Multivariate normal distribution , conditional probability problem

[wuid]

Homework Statement

Given X,Y RV both have normal distribution with:
[itex]μ_{x}=6[/itex],[itex]μ_{y}=4[/itex],[itex]σ_{x}=1[/itex],[itex]σ_{y}=5[/itex],ρ=0.1

a. are X,Y independent?
b. find P(X≤5)
c. find P(Y≤5|X=5)

2. The attempt at a solutiona. no -> ρ=0.1 -> cov(X,Y)≠0

b. define Z=[itex]\frac{X-6}{1}[/itex] ; Z~N(0,1)
so P(X≤5) = P(Z≤-1) = [itex]\Phi(-1)[/itex]
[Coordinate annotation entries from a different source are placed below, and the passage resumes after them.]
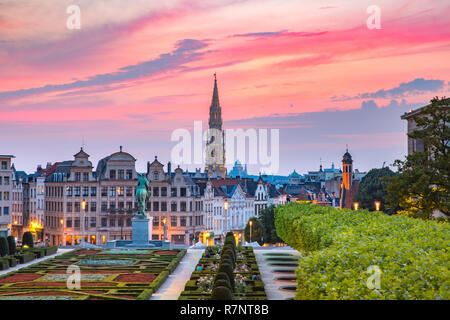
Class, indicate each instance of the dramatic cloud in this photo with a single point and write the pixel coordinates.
(186, 51)
(415, 87)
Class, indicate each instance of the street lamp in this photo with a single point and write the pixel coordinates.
(377, 205)
(83, 206)
(225, 206)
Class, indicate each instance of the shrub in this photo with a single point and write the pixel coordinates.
(11, 244)
(4, 249)
(341, 245)
(222, 283)
(221, 293)
(27, 239)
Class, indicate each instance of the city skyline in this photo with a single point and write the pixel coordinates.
(135, 72)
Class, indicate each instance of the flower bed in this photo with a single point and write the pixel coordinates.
(344, 249)
(200, 285)
(105, 275)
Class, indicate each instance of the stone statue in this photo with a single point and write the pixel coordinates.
(141, 194)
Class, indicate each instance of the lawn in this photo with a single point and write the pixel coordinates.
(105, 275)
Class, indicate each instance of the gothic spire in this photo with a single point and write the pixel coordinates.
(215, 112)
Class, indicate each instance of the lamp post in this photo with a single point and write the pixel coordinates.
(225, 206)
(83, 206)
(62, 231)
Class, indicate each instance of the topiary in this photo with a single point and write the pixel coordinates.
(222, 283)
(11, 244)
(4, 250)
(27, 239)
(228, 269)
(221, 293)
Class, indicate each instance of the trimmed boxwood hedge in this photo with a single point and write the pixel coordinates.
(340, 245)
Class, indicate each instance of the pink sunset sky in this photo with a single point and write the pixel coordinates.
(139, 69)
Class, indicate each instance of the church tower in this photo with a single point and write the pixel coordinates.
(215, 144)
(347, 170)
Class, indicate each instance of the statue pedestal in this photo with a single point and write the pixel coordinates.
(141, 230)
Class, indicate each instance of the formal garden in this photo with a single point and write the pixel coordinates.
(344, 251)
(105, 275)
(225, 273)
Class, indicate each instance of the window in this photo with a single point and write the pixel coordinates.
(129, 174)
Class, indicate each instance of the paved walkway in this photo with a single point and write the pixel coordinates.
(23, 265)
(175, 282)
(272, 286)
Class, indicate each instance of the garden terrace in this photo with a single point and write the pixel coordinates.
(342, 247)
(105, 275)
(201, 282)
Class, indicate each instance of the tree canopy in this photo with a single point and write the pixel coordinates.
(423, 185)
(372, 188)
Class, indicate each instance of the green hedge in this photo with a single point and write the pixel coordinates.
(340, 245)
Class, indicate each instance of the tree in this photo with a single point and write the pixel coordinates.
(267, 219)
(372, 188)
(256, 231)
(423, 185)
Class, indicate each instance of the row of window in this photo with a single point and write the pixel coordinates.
(5, 195)
(121, 174)
(5, 211)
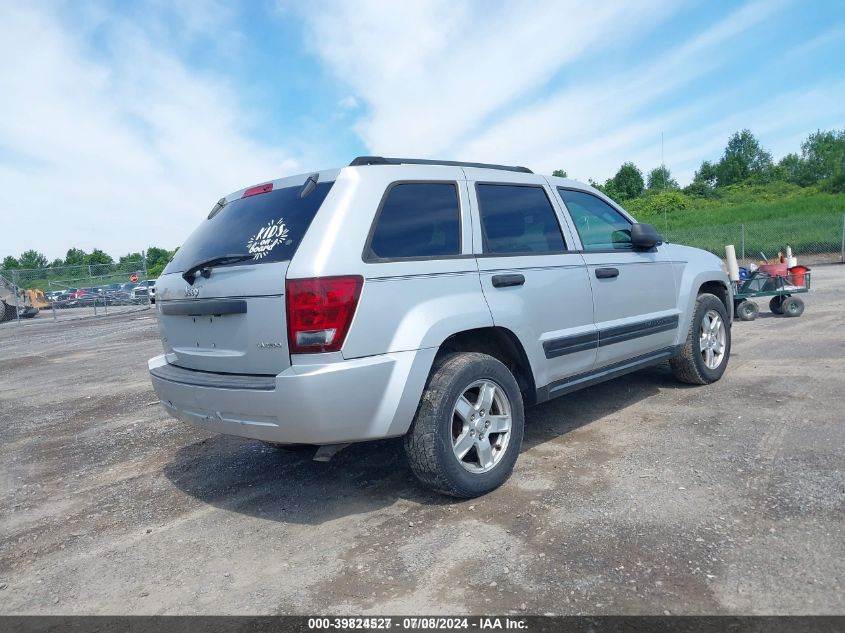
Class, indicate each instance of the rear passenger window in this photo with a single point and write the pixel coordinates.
(600, 226)
(518, 219)
(418, 220)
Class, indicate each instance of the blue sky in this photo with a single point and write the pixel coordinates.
(122, 123)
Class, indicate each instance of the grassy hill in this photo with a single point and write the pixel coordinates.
(773, 215)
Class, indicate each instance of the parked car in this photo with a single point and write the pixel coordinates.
(400, 297)
(143, 290)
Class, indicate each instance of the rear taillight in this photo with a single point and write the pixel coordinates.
(320, 311)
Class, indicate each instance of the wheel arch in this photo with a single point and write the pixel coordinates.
(706, 282)
(500, 343)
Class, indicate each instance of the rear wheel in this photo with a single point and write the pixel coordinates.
(792, 307)
(747, 310)
(467, 433)
(705, 353)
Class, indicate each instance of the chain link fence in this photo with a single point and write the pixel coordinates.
(75, 292)
(814, 240)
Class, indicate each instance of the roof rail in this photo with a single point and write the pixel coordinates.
(380, 160)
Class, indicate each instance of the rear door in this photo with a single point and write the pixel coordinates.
(534, 284)
(231, 318)
(634, 292)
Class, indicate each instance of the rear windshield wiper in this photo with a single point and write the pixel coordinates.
(221, 260)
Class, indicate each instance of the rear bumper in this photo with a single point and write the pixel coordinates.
(348, 401)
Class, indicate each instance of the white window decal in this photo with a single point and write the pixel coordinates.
(267, 238)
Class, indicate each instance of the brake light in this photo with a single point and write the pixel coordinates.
(254, 191)
(320, 311)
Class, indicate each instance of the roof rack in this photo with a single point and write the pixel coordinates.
(380, 160)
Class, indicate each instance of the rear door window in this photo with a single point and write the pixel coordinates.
(268, 226)
(600, 226)
(417, 220)
(518, 219)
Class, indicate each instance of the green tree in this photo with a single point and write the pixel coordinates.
(75, 257)
(823, 154)
(157, 259)
(628, 181)
(791, 168)
(10, 263)
(32, 259)
(606, 188)
(744, 160)
(660, 179)
(98, 257)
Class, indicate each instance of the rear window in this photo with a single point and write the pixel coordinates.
(417, 220)
(518, 219)
(269, 226)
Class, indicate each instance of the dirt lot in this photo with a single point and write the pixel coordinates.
(636, 496)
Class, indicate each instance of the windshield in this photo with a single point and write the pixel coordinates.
(269, 226)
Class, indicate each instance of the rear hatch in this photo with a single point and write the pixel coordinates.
(231, 319)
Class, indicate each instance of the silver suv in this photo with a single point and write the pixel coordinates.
(425, 299)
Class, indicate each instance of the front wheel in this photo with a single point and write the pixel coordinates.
(747, 310)
(704, 356)
(792, 307)
(467, 433)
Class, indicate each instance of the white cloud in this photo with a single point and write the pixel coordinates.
(117, 152)
(348, 103)
(470, 81)
(432, 72)
(592, 128)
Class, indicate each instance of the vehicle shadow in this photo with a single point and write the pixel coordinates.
(252, 478)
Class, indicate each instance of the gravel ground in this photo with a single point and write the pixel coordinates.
(636, 496)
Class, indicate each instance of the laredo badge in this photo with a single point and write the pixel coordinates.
(267, 238)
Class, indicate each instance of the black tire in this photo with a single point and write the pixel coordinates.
(688, 365)
(747, 310)
(429, 441)
(792, 307)
(7, 312)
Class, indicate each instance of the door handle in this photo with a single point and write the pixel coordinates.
(503, 281)
(606, 273)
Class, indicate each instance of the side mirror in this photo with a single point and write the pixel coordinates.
(645, 237)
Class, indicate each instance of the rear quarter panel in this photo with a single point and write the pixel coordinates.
(404, 305)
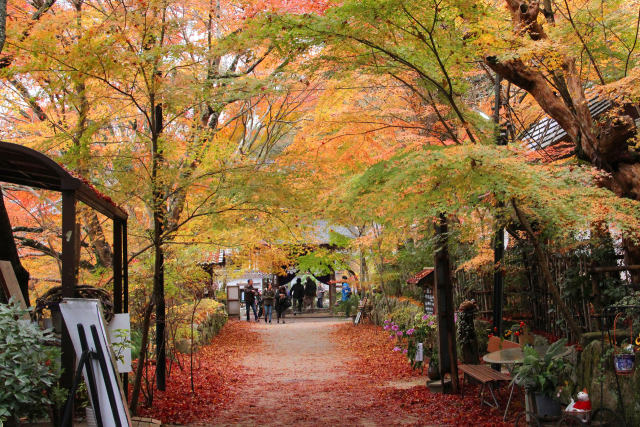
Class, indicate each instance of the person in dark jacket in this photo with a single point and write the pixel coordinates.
(282, 303)
(297, 293)
(268, 299)
(309, 292)
(250, 300)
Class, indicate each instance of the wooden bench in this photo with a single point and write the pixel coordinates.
(487, 377)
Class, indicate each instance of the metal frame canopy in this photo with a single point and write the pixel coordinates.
(25, 166)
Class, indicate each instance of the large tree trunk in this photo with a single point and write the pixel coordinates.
(543, 259)
(608, 148)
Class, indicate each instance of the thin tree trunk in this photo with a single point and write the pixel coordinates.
(137, 382)
(9, 252)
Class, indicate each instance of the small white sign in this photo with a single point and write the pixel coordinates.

c. Here i have my difficulty were i able to calculate and i know :
μ=[6 4] , Ʃ=[1 0.5,0.5 25] cov matrix , [itex]Ʃ^{-1}[/itex]= [[itex]\frac{100}{99} \frac{-2}{99}, \frac{-2}{99} \frac{4}{99}[/itex]] inverse matrix.just don't how to deal with the conditional question...

 

[mighty2000]

c. To find P(Y≤5|X=5), we can use the formula for conditional probability:

P(Y≤5|X=5) = P(Y≤5 and X=5) / P(X=5)

To find the numerator, we can use the joint probability formula:

P(Y≤5 and X=5) = P(X=5) * P(Y≤5|X=5)

Since X and Y are normally distributed with means μx=6 and μy=4, respectively, and standard deviations σx=1 and σy=5, we can use the normal distribution formula to calculate the probabilities:

P(X=5) = \frac{1}{\sqrt{2\pi}} * e^{-\frac{1}{2}(\frac{5-6}{1})^2} = \frac{1}{\sqrt{2\pi}} * e^{-\frac{1}{2}(-1)^2} = \frac{1}{\sqrt{2\pi}} * e^{-\frac{1}{2}} = 0.241971

P(Y≤5|X=5) = \frac{1}{\sqrt{2\pi}} * e^{-\frac{1}{2}(\frac{5-4}{5})^2} = \frac{1}{\sqrt{2\pi}} * e^{-\frac{1}{2}(\frac{1}{5})^2} = \frac{1}{\sqrt{2\pi}} * e^{-\frac{1}{50}} = 0.398942

Therefore, the numerator is:

P(Y≤5 and X=5) = 0.241971 * 0.398942 = 0.096557

And the final answer is:

P(Y≤5|X=5) = \frac{0.096557}{0.241971} = 0.398942

So the probability of Y being less than or equal to 5, given that X is equal to 5, is approximately 0.398942 or 39.89%.